C’est l’histoire d’un mec qui décide de se faire un tatouage.
Il dessine un personnage en train de réaliser une figure de skate.
Cette figure le hante.
Chaque jour, ou dès qu’il a un peu de temps, il s’entraîne.
Des années passent.
Peut-être qu’il n’y arrivera jamais.
Peut-être qu’un jour cette figure deviendra anecdotique pour lui.
Alors on lui dira : Pourquoi avoir tatoué ou immortalisé le rappel de quelque chose dans un monde où rien ne dure ? Tu devais quand même te douter que ça ne durerait pas !
Pour certains, ce tatouage deviendra le témoin d’une blessure.
Pour d’autres, la mémoire d’un rêve depuis longtemps éteint.
Pourquoi certains osent-ils écrire sur leur peau les moments qui leur paraissent importants ?
Le nom d’un premier amour, par exemple.
Parce qu’ils ignorent que cela ne durera pas ?
Bien sûr que non.
Parce que ça a été important.
Parce que tomber et s’élever font partie de la vie.
Parce qu’il faut parfois accepter de s’élever plus haut, au risque de se faire plus mal en tombant.
De s’élancer à corps perdu. D’avoir le cœur à nu.
Parce que se relever et continuer fait partie de leur conviction.
Ils s’acharnent quand tout leur dit d’abandonner et s’arrêtent quand tout les incite à maintenir un mal connu plutôt que de changer pour un hypothétique bien inconnu.

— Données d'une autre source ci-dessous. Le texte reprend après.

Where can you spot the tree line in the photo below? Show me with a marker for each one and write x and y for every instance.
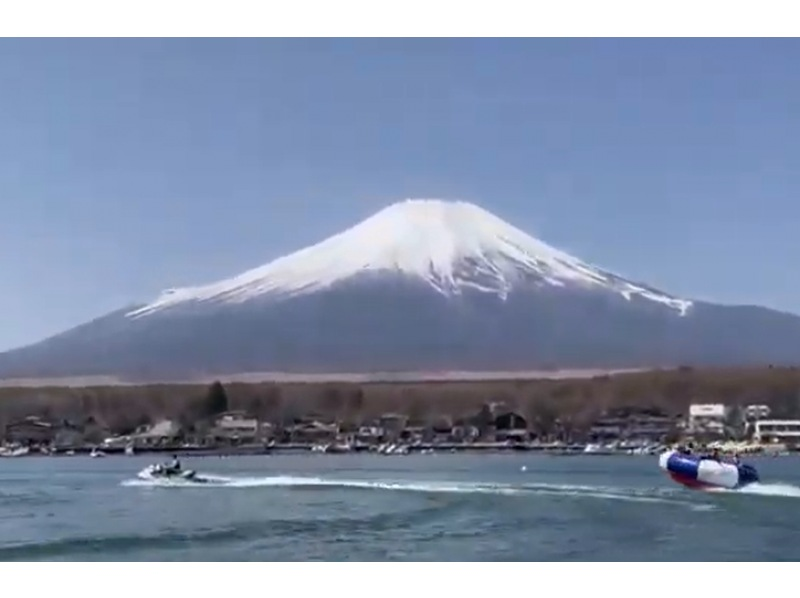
(571, 402)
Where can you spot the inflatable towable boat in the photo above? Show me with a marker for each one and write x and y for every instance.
(703, 472)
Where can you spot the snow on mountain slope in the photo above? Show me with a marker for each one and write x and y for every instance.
(451, 245)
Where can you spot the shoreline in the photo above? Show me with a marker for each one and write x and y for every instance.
(577, 450)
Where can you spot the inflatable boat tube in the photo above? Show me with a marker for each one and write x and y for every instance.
(695, 471)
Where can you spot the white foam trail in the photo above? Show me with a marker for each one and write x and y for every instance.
(566, 490)
(785, 490)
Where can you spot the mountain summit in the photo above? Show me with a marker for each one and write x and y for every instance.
(421, 285)
(453, 246)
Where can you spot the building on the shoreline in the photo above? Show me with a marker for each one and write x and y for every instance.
(786, 431)
(162, 433)
(392, 424)
(237, 427)
(510, 426)
(31, 430)
(756, 412)
(634, 424)
(707, 419)
(312, 432)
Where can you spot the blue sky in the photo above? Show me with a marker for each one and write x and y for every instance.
(128, 166)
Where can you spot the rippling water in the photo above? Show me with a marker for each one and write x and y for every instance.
(365, 507)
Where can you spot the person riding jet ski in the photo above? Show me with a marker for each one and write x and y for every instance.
(174, 467)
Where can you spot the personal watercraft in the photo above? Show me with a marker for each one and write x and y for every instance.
(704, 472)
(162, 472)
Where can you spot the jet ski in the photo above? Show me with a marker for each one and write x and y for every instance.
(706, 472)
(163, 472)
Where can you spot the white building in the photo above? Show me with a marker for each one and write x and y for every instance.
(777, 430)
(707, 418)
(756, 412)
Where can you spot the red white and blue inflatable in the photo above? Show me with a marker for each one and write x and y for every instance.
(706, 473)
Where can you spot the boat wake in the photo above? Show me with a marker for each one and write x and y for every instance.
(759, 489)
(640, 495)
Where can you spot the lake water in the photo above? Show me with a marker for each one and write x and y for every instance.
(440, 507)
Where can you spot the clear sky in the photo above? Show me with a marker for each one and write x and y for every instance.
(128, 166)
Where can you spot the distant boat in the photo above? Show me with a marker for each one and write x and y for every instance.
(16, 452)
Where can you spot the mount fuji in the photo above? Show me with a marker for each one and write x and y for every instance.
(421, 285)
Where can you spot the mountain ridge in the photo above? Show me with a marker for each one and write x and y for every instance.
(421, 285)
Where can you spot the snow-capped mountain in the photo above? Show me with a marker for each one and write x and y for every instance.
(422, 285)
(452, 246)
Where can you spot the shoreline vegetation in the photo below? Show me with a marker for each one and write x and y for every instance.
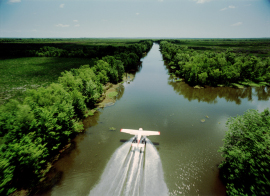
(36, 129)
(50, 85)
(223, 68)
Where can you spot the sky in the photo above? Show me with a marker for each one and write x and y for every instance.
(135, 18)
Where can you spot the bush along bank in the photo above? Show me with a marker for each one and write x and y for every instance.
(34, 131)
(245, 168)
(215, 69)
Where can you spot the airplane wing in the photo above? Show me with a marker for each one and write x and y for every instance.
(136, 132)
(130, 131)
(147, 133)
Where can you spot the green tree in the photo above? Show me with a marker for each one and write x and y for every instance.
(246, 152)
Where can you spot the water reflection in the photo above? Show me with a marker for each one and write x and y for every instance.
(211, 94)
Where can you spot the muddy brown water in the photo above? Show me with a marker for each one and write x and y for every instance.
(187, 150)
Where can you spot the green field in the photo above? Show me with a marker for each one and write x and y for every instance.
(20, 74)
(256, 47)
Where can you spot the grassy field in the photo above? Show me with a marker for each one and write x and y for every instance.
(79, 41)
(256, 47)
(19, 74)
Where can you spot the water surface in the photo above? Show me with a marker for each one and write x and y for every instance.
(154, 101)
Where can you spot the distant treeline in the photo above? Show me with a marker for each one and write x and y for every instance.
(34, 131)
(11, 50)
(212, 68)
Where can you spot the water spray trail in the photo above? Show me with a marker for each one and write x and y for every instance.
(131, 172)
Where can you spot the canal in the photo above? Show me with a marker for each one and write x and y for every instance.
(192, 124)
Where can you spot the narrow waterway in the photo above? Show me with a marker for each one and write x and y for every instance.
(187, 151)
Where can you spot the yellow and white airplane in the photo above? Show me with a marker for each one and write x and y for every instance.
(140, 136)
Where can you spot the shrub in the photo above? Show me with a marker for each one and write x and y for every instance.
(246, 168)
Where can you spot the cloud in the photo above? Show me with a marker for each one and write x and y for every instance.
(202, 1)
(229, 7)
(237, 24)
(61, 25)
(14, 1)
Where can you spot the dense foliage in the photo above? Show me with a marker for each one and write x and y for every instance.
(246, 168)
(211, 68)
(33, 131)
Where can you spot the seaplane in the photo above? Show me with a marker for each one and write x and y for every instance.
(139, 140)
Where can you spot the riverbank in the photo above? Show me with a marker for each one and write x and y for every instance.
(52, 176)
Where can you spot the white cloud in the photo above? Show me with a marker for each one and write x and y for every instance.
(202, 1)
(237, 24)
(229, 7)
(14, 1)
(61, 25)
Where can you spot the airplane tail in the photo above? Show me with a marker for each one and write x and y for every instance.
(138, 145)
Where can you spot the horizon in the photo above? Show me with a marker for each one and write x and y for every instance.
(185, 19)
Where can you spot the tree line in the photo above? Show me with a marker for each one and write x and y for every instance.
(246, 165)
(211, 68)
(35, 130)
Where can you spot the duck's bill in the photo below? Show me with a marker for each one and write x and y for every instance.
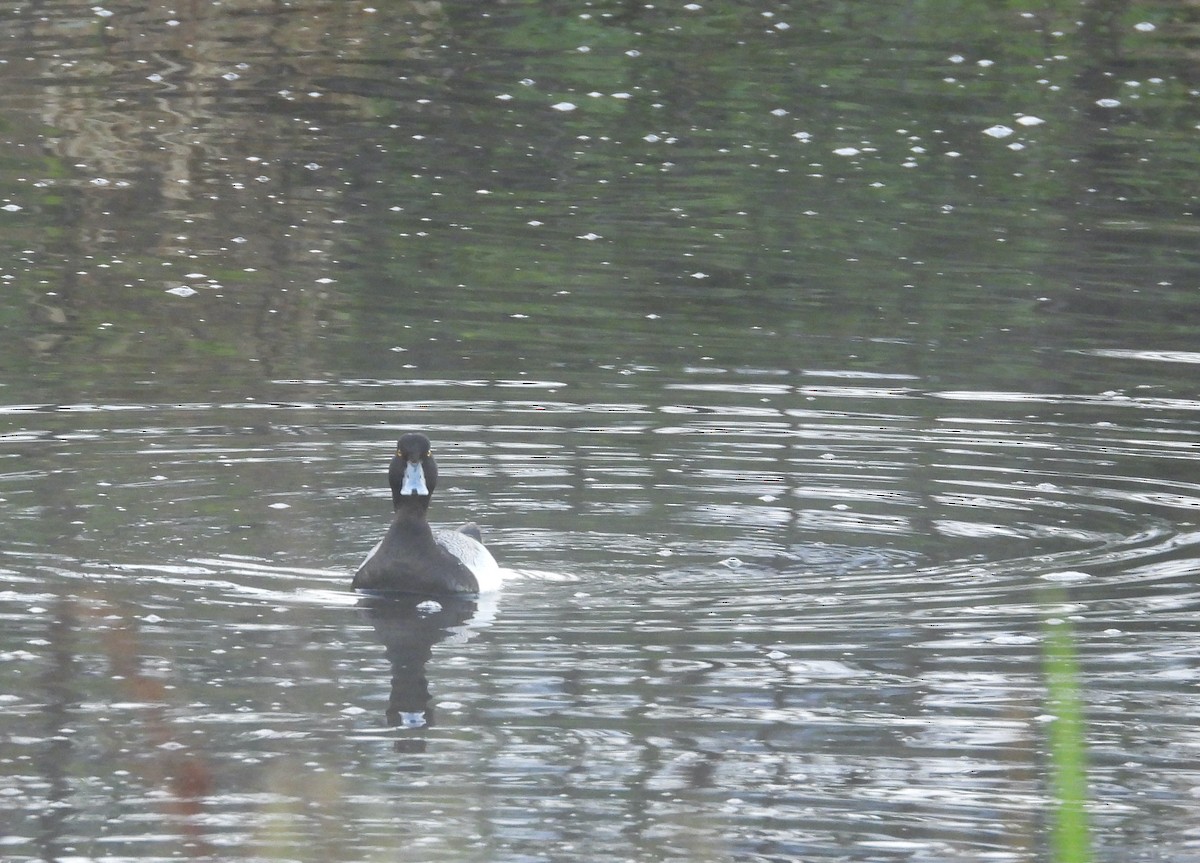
(414, 480)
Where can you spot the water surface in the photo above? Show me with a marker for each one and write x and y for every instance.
(839, 444)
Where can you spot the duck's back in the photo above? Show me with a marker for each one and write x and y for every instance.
(413, 558)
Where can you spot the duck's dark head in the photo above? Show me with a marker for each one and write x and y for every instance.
(413, 473)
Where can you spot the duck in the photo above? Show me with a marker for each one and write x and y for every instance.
(414, 557)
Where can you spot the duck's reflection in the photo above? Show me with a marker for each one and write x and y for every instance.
(408, 628)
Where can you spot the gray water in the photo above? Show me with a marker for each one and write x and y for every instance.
(839, 445)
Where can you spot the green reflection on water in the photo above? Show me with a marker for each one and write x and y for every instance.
(1067, 744)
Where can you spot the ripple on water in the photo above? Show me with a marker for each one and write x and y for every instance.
(735, 623)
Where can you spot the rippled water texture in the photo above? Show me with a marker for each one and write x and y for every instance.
(823, 378)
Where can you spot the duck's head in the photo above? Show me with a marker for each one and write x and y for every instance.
(413, 472)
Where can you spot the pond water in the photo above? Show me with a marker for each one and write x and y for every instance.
(823, 377)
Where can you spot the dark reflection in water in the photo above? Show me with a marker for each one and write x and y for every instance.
(826, 373)
(408, 628)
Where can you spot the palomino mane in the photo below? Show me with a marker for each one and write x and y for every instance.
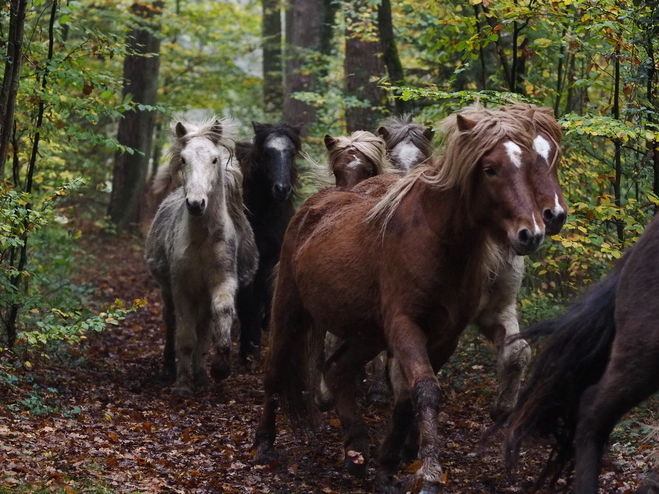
(370, 145)
(401, 127)
(462, 152)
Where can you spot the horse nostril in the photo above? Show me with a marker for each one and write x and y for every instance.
(524, 236)
(548, 215)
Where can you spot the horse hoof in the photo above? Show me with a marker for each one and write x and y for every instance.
(220, 372)
(377, 397)
(429, 488)
(355, 464)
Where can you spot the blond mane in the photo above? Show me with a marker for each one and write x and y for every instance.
(461, 153)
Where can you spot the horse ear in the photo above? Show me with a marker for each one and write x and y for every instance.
(256, 126)
(330, 142)
(216, 131)
(465, 124)
(180, 130)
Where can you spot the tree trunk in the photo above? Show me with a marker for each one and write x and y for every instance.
(304, 31)
(390, 51)
(136, 128)
(11, 78)
(273, 76)
(362, 63)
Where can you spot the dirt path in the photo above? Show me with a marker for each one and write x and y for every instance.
(115, 429)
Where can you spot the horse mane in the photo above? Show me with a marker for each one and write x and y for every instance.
(370, 145)
(544, 120)
(220, 131)
(400, 127)
(462, 152)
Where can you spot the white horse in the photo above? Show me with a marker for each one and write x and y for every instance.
(200, 248)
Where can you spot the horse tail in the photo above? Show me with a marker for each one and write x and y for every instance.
(574, 357)
(293, 343)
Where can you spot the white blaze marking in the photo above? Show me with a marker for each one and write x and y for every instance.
(558, 209)
(514, 153)
(408, 155)
(279, 143)
(542, 147)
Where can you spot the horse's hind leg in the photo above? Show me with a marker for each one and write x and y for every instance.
(340, 376)
(631, 376)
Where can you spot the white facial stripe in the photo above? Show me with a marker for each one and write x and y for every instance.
(279, 143)
(558, 209)
(536, 228)
(514, 153)
(354, 163)
(407, 155)
(542, 147)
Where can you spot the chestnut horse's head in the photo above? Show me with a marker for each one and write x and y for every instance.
(491, 157)
(547, 145)
(198, 156)
(356, 158)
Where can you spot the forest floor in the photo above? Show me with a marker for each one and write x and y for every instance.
(99, 418)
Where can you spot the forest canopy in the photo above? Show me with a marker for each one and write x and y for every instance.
(81, 137)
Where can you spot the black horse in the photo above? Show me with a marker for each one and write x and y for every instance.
(600, 359)
(270, 181)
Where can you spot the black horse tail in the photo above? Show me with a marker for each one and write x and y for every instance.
(574, 356)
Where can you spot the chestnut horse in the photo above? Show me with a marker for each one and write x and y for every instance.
(600, 359)
(404, 272)
(356, 157)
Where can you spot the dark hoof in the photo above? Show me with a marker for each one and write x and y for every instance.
(377, 397)
(355, 464)
(431, 488)
(181, 393)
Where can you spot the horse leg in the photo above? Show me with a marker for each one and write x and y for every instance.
(408, 344)
(514, 356)
(340, 375)
(223, 299)
(287, 330)
(186, 343)
(169, 316)
(379, 392)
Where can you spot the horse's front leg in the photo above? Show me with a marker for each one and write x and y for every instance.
(223, 296)
(408, 344)
(514, 356)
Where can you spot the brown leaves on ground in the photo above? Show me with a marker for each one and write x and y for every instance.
(117, 426)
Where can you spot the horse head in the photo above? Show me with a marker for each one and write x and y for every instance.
(547, 145)
(355, 158)
(196, 162)
(498, 183)
(408, 143)
(276, 147)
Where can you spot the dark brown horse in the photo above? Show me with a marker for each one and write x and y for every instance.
(600, 359)
(405, 273)
(355, 158)
(270, 180)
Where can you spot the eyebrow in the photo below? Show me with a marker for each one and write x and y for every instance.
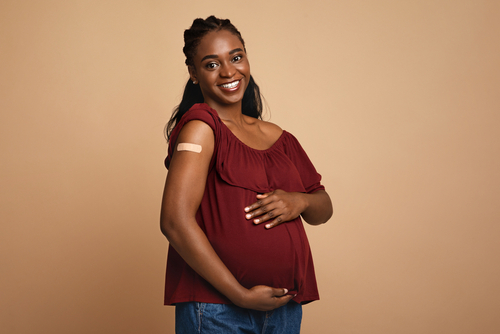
(216, 56)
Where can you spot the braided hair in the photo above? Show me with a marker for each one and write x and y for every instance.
(252, 101)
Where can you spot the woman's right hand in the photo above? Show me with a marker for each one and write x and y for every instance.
(263, 298)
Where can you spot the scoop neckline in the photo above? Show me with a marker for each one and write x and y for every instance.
(251, 148)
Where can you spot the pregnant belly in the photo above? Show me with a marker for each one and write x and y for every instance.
(257, 256)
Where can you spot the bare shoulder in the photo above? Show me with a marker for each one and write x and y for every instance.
(196, 132)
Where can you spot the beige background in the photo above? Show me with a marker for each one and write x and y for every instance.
(396, 102)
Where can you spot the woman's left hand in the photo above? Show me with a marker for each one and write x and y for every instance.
(276, 207)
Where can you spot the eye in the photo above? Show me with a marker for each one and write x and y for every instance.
(211, 65)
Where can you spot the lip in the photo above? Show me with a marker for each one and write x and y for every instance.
(232, 89)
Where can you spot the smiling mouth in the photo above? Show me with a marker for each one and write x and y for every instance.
(231, 84)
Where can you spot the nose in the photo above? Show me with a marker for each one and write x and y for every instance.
(227, 70)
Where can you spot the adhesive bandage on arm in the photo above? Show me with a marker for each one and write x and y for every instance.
(189, 147)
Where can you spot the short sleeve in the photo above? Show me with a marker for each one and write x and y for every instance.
(201, 112)
(311, 179)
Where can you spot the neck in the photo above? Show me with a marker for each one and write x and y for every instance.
(231, 113)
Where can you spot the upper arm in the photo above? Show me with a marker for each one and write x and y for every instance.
(187, 174)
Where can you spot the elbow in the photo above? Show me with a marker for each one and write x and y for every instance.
(167, 226)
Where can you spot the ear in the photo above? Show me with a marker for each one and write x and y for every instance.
(192, 74)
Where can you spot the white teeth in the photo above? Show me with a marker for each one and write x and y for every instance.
(231, 85)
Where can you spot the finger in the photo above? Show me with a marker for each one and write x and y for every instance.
(255, 205)
(262, 211)
(265, 216)
(274, 223)
(277, 292)
(261, 196)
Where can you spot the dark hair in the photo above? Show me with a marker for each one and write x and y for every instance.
(252, 102)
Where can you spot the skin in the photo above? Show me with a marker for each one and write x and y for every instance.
(221, 59)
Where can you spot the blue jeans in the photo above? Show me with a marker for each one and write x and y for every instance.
(206, 318)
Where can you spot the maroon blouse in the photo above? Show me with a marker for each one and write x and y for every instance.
(279, 257)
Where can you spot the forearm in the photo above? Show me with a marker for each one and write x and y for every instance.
(318, 208)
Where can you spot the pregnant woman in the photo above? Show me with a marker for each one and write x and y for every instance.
(237, 187)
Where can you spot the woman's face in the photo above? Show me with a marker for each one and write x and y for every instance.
(221, 68)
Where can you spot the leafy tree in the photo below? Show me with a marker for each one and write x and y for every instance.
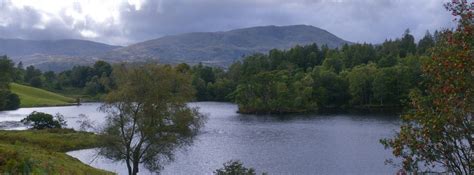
(234, 167)
(439, 129)
(386, 86)
(30, 73)
(425, 44)
(360, 84)
(39, 120)
(36, 82)
(6, 72)
(407, 44)
(8, 100)
(148, 116)
(334, 64)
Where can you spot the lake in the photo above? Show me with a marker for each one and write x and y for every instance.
(277, 144)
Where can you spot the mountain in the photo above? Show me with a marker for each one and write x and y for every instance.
(54, 55)
(69, 47)
(215, 48)
(223, 48)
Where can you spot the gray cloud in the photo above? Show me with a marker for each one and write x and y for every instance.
(354, 20)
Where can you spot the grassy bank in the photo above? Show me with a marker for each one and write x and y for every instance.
(43, 152)
(34, 97)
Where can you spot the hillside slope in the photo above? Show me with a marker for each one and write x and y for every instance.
(56, 55)
(31, 97)
(223, 48)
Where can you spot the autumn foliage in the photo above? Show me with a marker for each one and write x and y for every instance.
(438, 132)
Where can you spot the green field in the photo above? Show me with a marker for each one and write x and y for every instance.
(42, 152)
(34, 97)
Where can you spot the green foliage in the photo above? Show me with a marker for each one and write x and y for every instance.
(42, 152)
(148, 116)
(8, 100)
(30, 96)
(306, 78)
(6, 72)
(39, 120)
(234, 167)
(439, 128)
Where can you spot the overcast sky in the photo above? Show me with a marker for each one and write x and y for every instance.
(123, 22)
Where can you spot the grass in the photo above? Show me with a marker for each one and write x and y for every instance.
(43, 152)
(34, 97)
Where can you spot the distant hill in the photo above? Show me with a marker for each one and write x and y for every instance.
(54, 55)
(223, 48)
(214, 48)
(68, 47)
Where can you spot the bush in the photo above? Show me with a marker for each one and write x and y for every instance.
(39, 120)
(234, 167)
(8, 100)
(13, 102)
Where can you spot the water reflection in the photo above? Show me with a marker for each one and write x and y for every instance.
(277, 144)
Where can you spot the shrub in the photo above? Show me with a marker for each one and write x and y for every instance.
(8, 100)
(234, 167)
(39, 120)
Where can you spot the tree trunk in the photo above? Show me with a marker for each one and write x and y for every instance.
(135, 168)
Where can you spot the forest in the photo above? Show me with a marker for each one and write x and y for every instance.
(302, 79)
(312, 78)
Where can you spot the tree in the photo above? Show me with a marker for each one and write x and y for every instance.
(439, 130)
(148, 116)
(360, 84)
(39, 120)
(407, 44)
(6, 72)
(425, 43)
(30, 73)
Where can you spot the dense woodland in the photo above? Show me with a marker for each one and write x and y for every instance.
(302, 79)
(310, 78)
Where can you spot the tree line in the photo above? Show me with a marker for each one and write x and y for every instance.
(301, 79)
(310, 78)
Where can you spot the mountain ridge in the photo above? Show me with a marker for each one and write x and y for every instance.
(224, 47)
(220, 48)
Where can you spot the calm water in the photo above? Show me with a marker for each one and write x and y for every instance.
(296, 144)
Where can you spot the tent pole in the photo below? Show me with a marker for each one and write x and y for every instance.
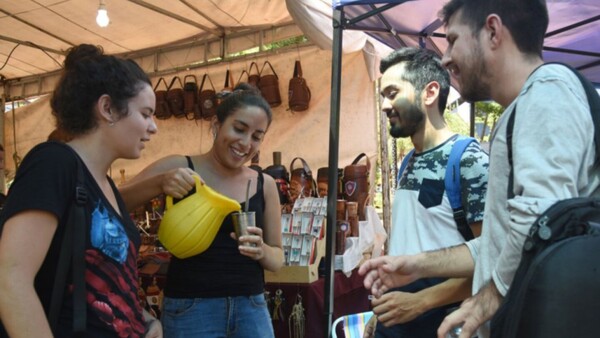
(334, 130)
(472, 119)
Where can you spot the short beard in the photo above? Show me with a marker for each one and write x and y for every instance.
(412, 117)
(476, 88)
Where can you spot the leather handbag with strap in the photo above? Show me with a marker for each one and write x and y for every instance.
(299, 93)
(162, 110)
(190, 97)
(269, 86)
(356, 183)
(207, 98)
(253, 78)
(175, 97)
(302, 183)
(240, 79)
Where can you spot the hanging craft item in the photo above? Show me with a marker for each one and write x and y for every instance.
(242, 76)
(161, 110)
(227, 88)
(278, 314)
(253, 78)
(190, 97)
(297, 319)
(208, 99)
(269, 86)
(302, 183)
(356, 183)
(299, 93)
(175, 97)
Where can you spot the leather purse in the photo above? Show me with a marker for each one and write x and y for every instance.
(207, 98)
(323, 182)
(302, 183)
(282, 178)
(356, 183)
(162, 110)
(299, 93)
(190, 97)
(253, 78)
(175, 97)
(269, 86)
(242, 75)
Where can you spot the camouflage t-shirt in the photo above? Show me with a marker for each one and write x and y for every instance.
(421, 214)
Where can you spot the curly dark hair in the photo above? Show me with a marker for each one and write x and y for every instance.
(527, 20)
(88, 74)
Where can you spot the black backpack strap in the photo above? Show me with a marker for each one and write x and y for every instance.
(509, 129)
(72, 253)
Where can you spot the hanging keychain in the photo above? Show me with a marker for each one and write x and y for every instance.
(269, 301)
(278, 309)
(297, 319)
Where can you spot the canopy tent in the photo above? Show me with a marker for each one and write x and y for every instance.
(572, 37)
(178, 38)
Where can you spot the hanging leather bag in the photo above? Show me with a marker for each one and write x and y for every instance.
(253, 78)
(175, 97)
(299, 93)
(208, 99)
(190, 97)
(269, 86)
(162, 110)
(302, 183)
(356, 183)
(240, 79)
(227, 87)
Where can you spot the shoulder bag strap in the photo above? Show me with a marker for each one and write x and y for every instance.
(242, 75)
(72, 252)
(403, 165)
(453, 188)
(270, 66)
(297, 69)
(162, 79)
(253, 64)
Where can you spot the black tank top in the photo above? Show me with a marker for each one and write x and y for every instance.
(220, 271)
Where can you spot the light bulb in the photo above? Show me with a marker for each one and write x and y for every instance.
(102, 18)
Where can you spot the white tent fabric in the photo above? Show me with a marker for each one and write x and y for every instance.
(572, 36)
(301, 134)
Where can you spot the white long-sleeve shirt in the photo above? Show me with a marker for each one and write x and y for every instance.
(553, 158)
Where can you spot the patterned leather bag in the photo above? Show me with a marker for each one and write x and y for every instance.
(299, 93)
(208, 99)
(269, 86)
(356, 183)
(162, 110)
(175, 97)
(302, 183)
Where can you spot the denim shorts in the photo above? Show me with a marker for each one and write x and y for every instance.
(243, 316)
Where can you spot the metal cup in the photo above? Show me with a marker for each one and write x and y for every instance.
(241, 222)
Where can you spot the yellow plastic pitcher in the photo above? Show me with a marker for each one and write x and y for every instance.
(189, 227)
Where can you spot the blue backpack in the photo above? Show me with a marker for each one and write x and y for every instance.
(452, 183)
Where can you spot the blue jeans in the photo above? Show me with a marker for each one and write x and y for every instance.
(243, 316)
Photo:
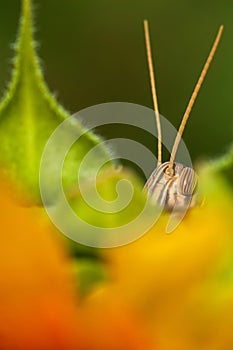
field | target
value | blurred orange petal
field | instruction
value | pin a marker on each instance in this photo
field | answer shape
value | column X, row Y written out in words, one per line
column 37, row 303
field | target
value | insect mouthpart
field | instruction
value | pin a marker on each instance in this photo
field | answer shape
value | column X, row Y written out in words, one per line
column 172, row 185
column 172, row 191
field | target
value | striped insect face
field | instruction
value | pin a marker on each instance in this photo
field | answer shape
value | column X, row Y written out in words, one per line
column 172, row 190
column 172, row 185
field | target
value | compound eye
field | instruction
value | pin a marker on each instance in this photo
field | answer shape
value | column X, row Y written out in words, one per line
column 187, row 181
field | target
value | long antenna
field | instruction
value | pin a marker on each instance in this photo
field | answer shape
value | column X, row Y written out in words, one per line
column 193, row 98
column 153, row 89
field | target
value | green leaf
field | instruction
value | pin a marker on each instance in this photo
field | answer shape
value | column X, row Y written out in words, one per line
column 29, row 114
column 221, row 166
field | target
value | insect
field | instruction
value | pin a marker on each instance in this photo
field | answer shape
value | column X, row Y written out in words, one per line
column 173, row 185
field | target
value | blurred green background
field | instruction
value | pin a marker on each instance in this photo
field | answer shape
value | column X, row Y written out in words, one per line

Mais pourquoi le marquer au fer blanc ?
Peut-être parce que certains sont en accord avec chaque étape de leur vie, aussi éphémère soit-elle.
Parce que tomber pour recommencer ne les effraie pas et que changer pour continuer ne les trouble pas davantage.
Figer, non pas pour s’accrocher au passé, mais pour ne pas oublier quand tout en nous est mouvement et vie.
Photographier, immortaliser dans un monde mouvant et vivant, en soi.
Ou scroller, faire défiler, courir, sans cesse, dans un monde que l’on regarde sans vraiment l’habiter.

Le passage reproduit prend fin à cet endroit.